In a complaint, the FTC alleges that LightYear Dealer Technologies, LLC (doing business as DealerBuilt) failed to implement readily available and low-cost measures to protect personal information it obtained from its auto dealer clients.
“Today’s announcement reflects additional and significant improvements to the FTC’s data security orders that will further protect consumers and deter lax security practices,” said FTC Chairman Joe Simons. “The settlement with DealerBuilt imposes more specific security requirements and requires company executives to take more responsibility for order compliance, while also strengthening the third party assessor’s accountability and providing the FTC with additional tools for oversight.”
DealerBuilt develops and sells dealer-management system software and data processing services to auto dealers across the country. The software collects large quantities of personal information about dealership consumers, including names, addresses, birth dates, and Social Security numbers. Its payroll software collects similar information from dealership employees, along with bank account information. The FTC alleges that the personal data DealerBuilt collected was stored and transmitted in clear text, without any access controls or authentication protections.
According to the FTC’s complaint, a DealerBuilt employee connected a storage device to the company’s backup network without ensuring that it was securely configured, leaving an insecure connection for 18 months.
The company never performed any vulnerability scanning, penetration testing, or other measures that would have detected the vulnerability, according to the complaint. The FTC alleges that DealerBuilt failed to take other steps to protect personal data stored on its network such as developing, implementing, or maintaining a written information security policy and training for employees; using security measures to monitor its systems and assets; and imposing reasonable data access controls.
The FTC alleges these failures led to a breach of DealerBuilt’s backup database beginning in late October 2016 over a 10-day period, when a hacker gained access to the unencrypted personal information of about 12.5 million consumers stored by 130 DealerBuilt customers. The hacker downloaded the personal information of more than 69,000 consumers, including their Social Security numbers, driver’s license numbers, and birthdates, as well as wage and financial information. DealerBuilt did not detect the breach until it was notified by one of its auto dealer customers, who demanded to know why its customer data was publicly available on the Internet, according to the complaint. The types of personal information stolen from DealerBuilt—names, addresses and Social Security numbers—are often used to commit identity theft and fraud, the complaint notes.
The FTC alleges that DealerBuilt violated the FTC Act’s prohibition against unfair practices and the Gramm-Leach-Bliley Act’s Safeguards Rule, which requires financial institutions to develop, implement, and maintain a comprehensive information security program.
As part of the proposed settlement with the FTC, DealerBuilt is prohibited from transferring, selling, sharing, collecting, maintaining, or storing personal information unless it implements and maintains a comprehensive information security program designed to protect the personal information it collects.

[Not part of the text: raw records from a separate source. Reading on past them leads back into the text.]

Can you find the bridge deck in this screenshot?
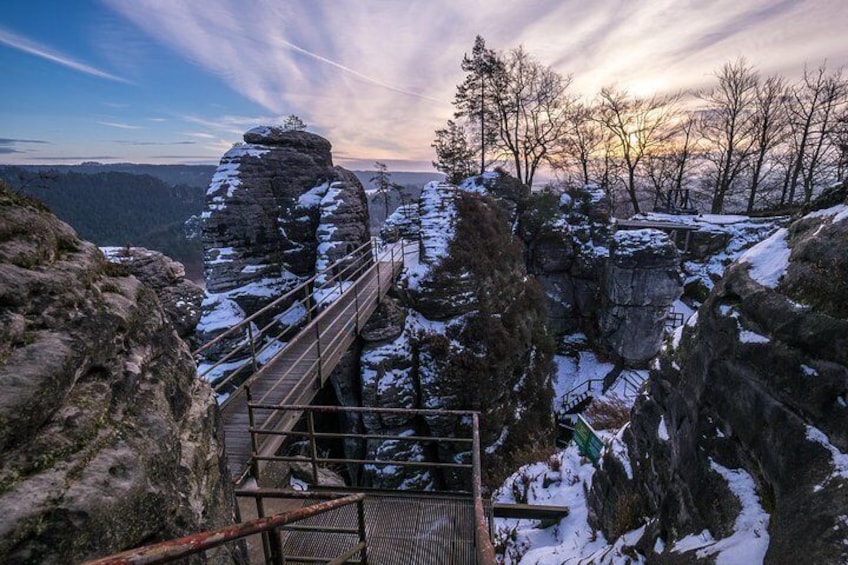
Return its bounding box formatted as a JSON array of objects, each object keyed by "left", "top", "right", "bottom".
[
  {"left": 242, "top": 494, "right": 476, "bottom": 565},
  {"left": 221, "top": 261, "right": 402, "bottom": 480}
]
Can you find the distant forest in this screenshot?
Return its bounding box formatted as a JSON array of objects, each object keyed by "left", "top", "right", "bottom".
[
  {"left": 0, "top": 163, "right": 444, "bottom": 283},
  {"left": 0, "top": 167, "right": 208, "bottom": 280}
]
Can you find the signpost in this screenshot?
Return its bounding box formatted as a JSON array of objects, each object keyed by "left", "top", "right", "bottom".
[{"left": 574, "top": 415, "right": 604, "bottom": 465}]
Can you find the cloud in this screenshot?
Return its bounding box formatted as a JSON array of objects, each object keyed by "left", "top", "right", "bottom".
[
  {"left": 0, "top": 27, "right": 131, "bottom": 84},
  {"left": 0, "top": 137, "right": 50, "bottom": 145},
  {"left": 0, "top": 137, "right": 50, "bottom": 155},
  {"left": 104, "top": 0, "right": 848, "bottom": 166},
  {"left": 115, "top": 140, "right": 197, "bottom": 147},
  {"left": 97, "top": 122, "right": 145, "bottom": 129}
]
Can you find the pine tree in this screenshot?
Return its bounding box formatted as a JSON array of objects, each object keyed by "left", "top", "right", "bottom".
[
  {"left": 283, "top": 114, "right": 306, "bottom": 131},
  {"left": 431, "top": 120, "right": 476, "bottom": 184},
  {"left": 370, "top": 161, "right": 395, "bottom": 218},
  {"left": 454, "top": 35, "right": 503, "bottom": 174}
]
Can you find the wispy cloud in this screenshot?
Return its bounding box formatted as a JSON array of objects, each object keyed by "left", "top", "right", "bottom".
[
  {"left": 115, "top": 139, "right": 197, "bottom": 147},
  {"left": 0, "top": 137, "right": 50, "bottom": 155},
  {"left": 104, "top": 0, "right": 848, "bottom": 162},
  {"left": 0, "top": 27, "right": 131, "bottom": 84},
  {"left": 97, "top": 122, "right": 145, "bottom": 129}
]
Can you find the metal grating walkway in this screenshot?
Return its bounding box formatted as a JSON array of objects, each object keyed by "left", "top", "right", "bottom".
[{"left": 282, "top": 494, "right": 476, "bottom": 565}]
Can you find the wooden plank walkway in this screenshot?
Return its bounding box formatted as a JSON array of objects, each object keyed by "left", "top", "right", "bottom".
[{"left": 221, "top": 254, "right": 403, "bottom": 481}]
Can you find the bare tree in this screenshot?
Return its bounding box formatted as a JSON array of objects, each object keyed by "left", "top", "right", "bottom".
[
  {"left": 747, "top": 72, "right": 788, "bottom": 209},
  {"left": 549, "top": 102, "right": 604, "bottom": 185},
  {"left": 644, "top": 114, "right": 696, "bottom": 211},
  {"left": 494, "top": 47, "right": 571, "bottom": 186},
  {"left": 283, "top": 114, "right": 306, "bottom": 131},
  {"left": 454, "top": 35, "right": 502, "bottom": 174},
  {"left": 781, "top": 63, "right": 848, "bottom": 204},
  {"left": 598, "top": 87, "right": 678, "bottom": 214},
  {"left": 698, "top": 58, "right": 759, "bottom": 214}
]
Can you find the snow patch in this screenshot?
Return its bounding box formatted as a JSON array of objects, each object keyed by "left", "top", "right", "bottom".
[
  {"left": 806, "top": 426, "right": 848, "bottom": 479},
  {"left": 739, "top": 330, "right": 771, "bottom": 343},
  {"left": 739, "top": 228, "right": 790, "bottom": 288},
  {"left": 657, "top": 416, "right": 669, "bottom": 441}
]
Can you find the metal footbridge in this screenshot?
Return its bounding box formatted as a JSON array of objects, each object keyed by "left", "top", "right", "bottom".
[
  {"left": 194, "top": 241, "right": 404, "bottom": 481},
  {"left": 83, "top": 236, "right": 567, "bottom": 565}
]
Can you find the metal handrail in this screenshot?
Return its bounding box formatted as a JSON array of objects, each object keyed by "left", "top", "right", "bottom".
[
  {"left": 247, "top": 402, "right": 496, "bottom": 565},
  {"left": 245, "top": 245, "right": 403, "bottom": 414},
  {"left": 192, "top": 239, "right": 374, "bottom": 356},
  {"left": 471, "top": 412, "right": 496, "bottom": 565},
  {"left": 83, "top": 493, "right": 367, "bottom": 565},
  {"left": 193, "top": 240, "right": 403, "bottom": 392}
]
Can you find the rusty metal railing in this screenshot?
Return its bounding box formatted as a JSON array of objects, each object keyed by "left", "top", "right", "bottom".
[
  {"left": 192, "top": 240, "right": 404, "bottom": 394},
  {"left": 83, "top": 493, "right": 368, "bottom": 565},
  {"left": 247, "top": 402, "right": 495, "bottom": 565}
]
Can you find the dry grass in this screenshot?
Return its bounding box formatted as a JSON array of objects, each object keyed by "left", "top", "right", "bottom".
[{"left": 583, "top": 396, "right": 630, "bottom": 430}]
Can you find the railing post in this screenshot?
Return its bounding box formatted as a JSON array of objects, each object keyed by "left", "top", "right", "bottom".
[
  {"left": 247, "top": 322, "right": 259, "bottom": 373},
  {"left": 244, "top": 386, "right": 275, "bottom": 563},
  {"left": 315, "top": 322, "right": 324, "bottom": 381},
  {"left": 306, "top": 410, "right": 318, "bottom": 486},
  {"left": 353, "top": 277, "right": 359, "bottom": 335},
  {"left": 377, "top": 257, "right": 381, "bottom": 296},
  {"left": 303, "top": 284, "right": 312, "bottom": 323},
  {"left": 356, "top": 500, "right": 368, "bottom": 565}
]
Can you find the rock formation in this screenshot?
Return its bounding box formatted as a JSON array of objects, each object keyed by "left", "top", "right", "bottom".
[
  {"left": 600, "top": 229, "right": 683, "bottom": 366},
  {"left": 0, "top": 186, "right": 234, "bottom": 563},
  {"left": 590, "top": 196, "right": 848, "bottom": 564},
  {"left": 361, "top": 174, "right": 552, "bottom": 488},
  {"left": 520, "top": 186, "right": 611, "bottom": 334},
  {"left": 198, "top": 127, "right": 369, "bottom": 380},
  {"left": 101, "top": 247, "right": 203, "bottom": 339}
]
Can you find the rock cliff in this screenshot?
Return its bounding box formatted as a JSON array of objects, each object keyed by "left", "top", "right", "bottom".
[
  {"left": 0, "top": 186, "right": 234, "bottom": 563},
  {"left": 101, "top": 247, "right": 203, "bottom": 339},
  {"left": 520, "top": 186, "right": 611, "bottom": 334},
  {"left": 198, "top": 126, "right": 369, "bottom": 381},
  {"left": 599, "top": 229, "right": 683, "bottom": 366},
  {"left": 361, "top": 174, "right": 552, "bottom": 488},
  {"left": 590, "top": 196, "right": 848, "bottom": 563}
]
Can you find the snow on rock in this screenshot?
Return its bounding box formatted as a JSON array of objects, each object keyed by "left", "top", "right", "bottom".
[
  {"left": 739, "top": 228, "right": 789, "bottom": 288},
  {"left": 492, "top": 445, "right": 607, "bottom": 564},
  {"left": 657, "top": 415, "right": 669, "bottom": 441},
  {"left": 807, "top": 200, "right": 848, "bottom": 224},
  {"left": 807, "top": 426, "right": 848, "bottom": 479},
  {"left": 672, "top": 460, "right": 770, "bottom": 565}
]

Among other things, the order requires DealerBuilt to implement specific safeguards that address the allegations in the FTC complaint.
The proposed settlement also requires the company to obtain third-party assessments of its information security program every two years. Under the order, the assessor must specify the evidence that supports its conclusions and conduct independent sampling, employee interviews, and document review. In addition, the order requires a senior corporate manager responsible for overseeing DealerBuilt’s information security program to certify compliance with the order every year. Finally, the order grants the Commission the authority to approve the assessor for each two-year assessment period.
The Commission vote to issue the proposed administrative complaint and to accept the consent agreement with DealerBuilt was 5-0. The FTC will publish a description of the consent agreement package in the Federal Register soon. The agreement will be subject to public comment for 30 days after publication in the Federal Register, after which the Commission will decide whether to make the proposed consent order final. Once processed, comments will be posted on Regulations.gov.
NOTE: The Commission issues an administrative complaint when it has “reason to believe” that the law has been or is being violated, and it appears to the Commission that a proceeding is in the public interest. When the Commission issues a consent order on a final basis, it carries the force of law with respect to future actions. Each violation of such an order may result in a civil penalty of up to $42,530.